Every Vow You Break(2)



Twelve hours later there was no reply.

She told herself that was the last she’d hear from the stranger she’d slept with on her bachelorette weekend.



“How many men have you slept with?”

“Excuse me?” she said. “That’s none of your business.”

“But it’s part of what we’re talking about, right?” he asked, leaning back slightly, reaching for his glass of wine.

They’d been talking about marriage, or, more specifically, Abigail’s upcoming marriage—three weeks away, exactly—and how she could only admit to being ninety-nine percent sure —“ninety-nine-point-ninety-nine, really”—that she was doing the right thing.

“It’s not necessarily part of what we’re talking about,” she said, reaching for her own glass of wine, even though it was empty. He picked up the bottle to refill it.

“Well, that’s like saying that sex isn’t part of marriage,” he said.

“Have you met my parents?” she said. It was more of a joke than an actual observation. Her parents were separated; their version of a separation, anyway, which meant that her dad had moved into the small studio apartment above the garage.

“My guess is you have very little idea about what your parents get up to, or don’t get up to, in the bedroom.”

He’d filled her glass too high, but the wine—a Pinot Noir—was delicious, and she took a long swallow. Slow down, she told herself, although she was also telling herself that it was a bachelorette party (it was her bachelorette party) and even though all her friends had disappeared somewhere in the haze of the previous hours, she was still entitled to drink some wine with the blue-eyed bearded guy wearing the vintage flannel shirt and the wedding ring. He was very Californian, she thought, with his bright white teeth, and some kind of braided leather bracelet with a green stone pendant, but she wasn’t holding that against him. They were in California, after all, on a terraced patio surrounded by an olive grove. Abigail moved her Adirondack chair a little closer to the dying fire.

“That’s probably for the best,” she said.

“What is?”

“Not knowing what my parents get up to in the bedroom.”

The man said, “That’s a good idea.” Abigail didn’t know exactly what he was talking about but then he stood, lifted his own chair, and moved it closer to the firepit. “We’re the only ones left out here,” he said.

“You’re just noticing that now?” she said.

“I can’t take my eyes off of you,” he said, but in a mocking tone.
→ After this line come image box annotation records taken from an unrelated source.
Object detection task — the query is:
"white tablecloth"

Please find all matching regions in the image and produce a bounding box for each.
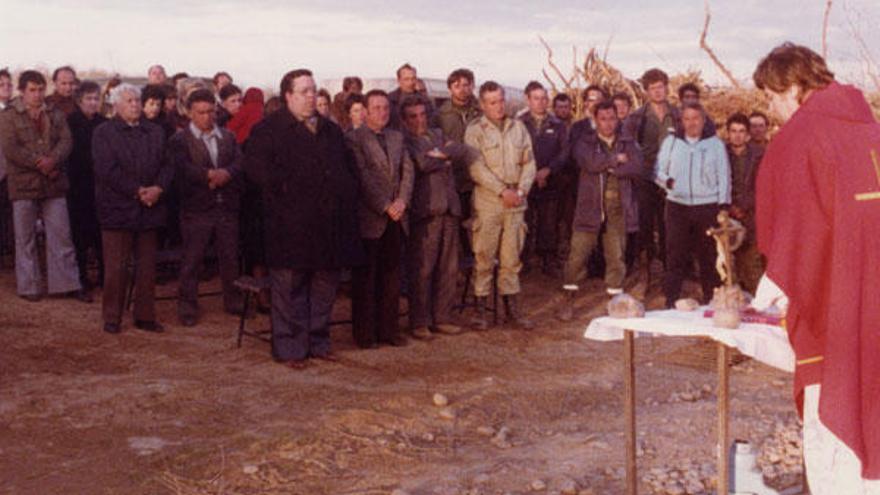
[584,307,795,372]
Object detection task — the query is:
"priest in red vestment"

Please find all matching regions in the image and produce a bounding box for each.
[754,43,880,495]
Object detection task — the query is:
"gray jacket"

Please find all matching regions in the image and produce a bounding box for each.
[406,129,468,222]
[348,125,414,239]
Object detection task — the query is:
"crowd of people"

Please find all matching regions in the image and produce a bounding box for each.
[0,44,880,493]
[0,59,768,348]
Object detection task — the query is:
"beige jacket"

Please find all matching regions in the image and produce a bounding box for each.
[464,116,536,210]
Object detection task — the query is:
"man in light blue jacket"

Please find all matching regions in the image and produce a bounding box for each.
[654,103,731,308]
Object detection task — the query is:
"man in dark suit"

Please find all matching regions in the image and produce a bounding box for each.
[168,89,242,327]
[349,90,413,347]
[245,69,363,369]
[520,81,569,275]
[400,96,468,340]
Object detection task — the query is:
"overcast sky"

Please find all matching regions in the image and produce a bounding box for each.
[0,0,880,92]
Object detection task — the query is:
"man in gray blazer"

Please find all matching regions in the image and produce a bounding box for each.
[168,89,243,327]
[349,90,413,347]
[400,96,468,340]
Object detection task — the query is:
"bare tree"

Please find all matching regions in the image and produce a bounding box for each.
[700,0,740,89]
[822,0,834,60]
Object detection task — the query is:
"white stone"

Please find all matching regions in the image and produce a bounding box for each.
[477,426,495,437]
[438,407,455,421]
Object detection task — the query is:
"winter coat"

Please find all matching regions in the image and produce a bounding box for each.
[0,98,73,201]
[244,108,364,271]
[654,135,731,206]
[92,117,174,231]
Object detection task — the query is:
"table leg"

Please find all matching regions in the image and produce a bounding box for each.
[623,330,639,495]
[716,342,730,495]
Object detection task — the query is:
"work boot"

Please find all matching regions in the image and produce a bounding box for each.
[556,289,577,321]
[504,294,535,330]
[434,323,461,335]
[471,296,489,330]
[541,255,562,278]
[413,327,434,340]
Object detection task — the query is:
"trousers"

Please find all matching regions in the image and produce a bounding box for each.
[563,201,626,290]
[663,201,721,307]
[12,197,82,296]
[408,215,459,329]
[472,204,527,297]
[177,208,242,317]
[269,268,340,361]
[101,230,157,324]
[351,222,403,347]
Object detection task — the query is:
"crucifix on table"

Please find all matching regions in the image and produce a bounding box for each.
[706,210,746,287]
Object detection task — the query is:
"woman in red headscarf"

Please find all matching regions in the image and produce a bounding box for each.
[226,88,269,312]
[226,88,263,144]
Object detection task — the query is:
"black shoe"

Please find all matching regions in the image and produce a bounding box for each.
[471,297,489,331]
[556,289,577,321]
[504,294,535,330]
[134,320,165,333]
[382,335,409,347]
[67,289,94,304]
[311,351,339,363]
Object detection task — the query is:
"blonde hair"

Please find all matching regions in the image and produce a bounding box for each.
[110,83,141,105]
[752,42,834,103]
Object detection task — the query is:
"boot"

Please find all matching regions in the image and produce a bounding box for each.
[504,294,535,330]
[556,289,577,321]
[541,255,562,278]
[471,296,489,330]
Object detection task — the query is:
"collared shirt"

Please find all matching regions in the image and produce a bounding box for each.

“I don’t even know your name, do I?” Abigail said, worried, as soon as she’d said it, that he’d already told her.

“If I tell you, will you answer a question?”

“Sure. Why not?”

“You already know the question.”

“How many men have I slept with?”

“Right. How many men have you slept with?”





CHAPTER 2

Abigail Baskin lost her virginity to a visiting actor at her parents’

summer theater in Boxgrove, a small town in western Massachusetts. She was seventeen years old, and the actor said that he was twenty-two. A few years later, however, she’d looked him up on IMDb after he’d gotten a couple of small roles on television, and discovered that he’d probably been closer to twenty-six. Not that it mattered much. She’d been ready, and he’d been beautiful.

In fact, the moment that she’d seen him she knew that her longtime plans to lose her virginity to Todd Heron were out the window. She and Todd had been together since they were both fourteen years old, and Abigail had read enough adult contemporary fiction to know that Todd and she had already settled into a teenage version of a passionless marriage. They were best friends, made each other laugh, and had steadily progressed from a year of kissing to the occasional bout of sexual activity that included the proverbial “everything but.” These bouts usually ended in a conversation in which both parties agreed that the timing wasn’t right, or that the location, usually Todd’s parents’

semifinished basement, wasn’t, or that it wasn’t romantic enough.

They began to plan scenarios in which they could each lose their virginity in an actual bed, and with the opportunity to fall asleep together afterward, no parents around. But Todd’s parents, his dad the chief of Boxgrove’s rarely used fire department, his mom a bookkeeper at the Congregational church, were never not around.

And Abigail’s parents, who ran the Boxgrove Summer Theatre, were always around as well, working constantly, even during the months when there were no productions. They said they didn’t have the time to travel, but Abigail had begun to suspect that they also didn’t have the money.

The summer that Abigail turned seventeen she and Todd had resigned themselves to the status quo, Todd working long hours— early mornings—at the local golf course, and Abigail working long hours—the evening ones—as a hostess at the Boxgrove Inn. Their relationship became a series of texts in the rare hours they were both free. And when Abigail wasn’t hostessing, she was helping out, as she always did, at her parents’ theater. Lawrence and Amelia Baskin were putting on five productions that summer, up from their usual three, including a revival of Ira Levin’s Deathtrap.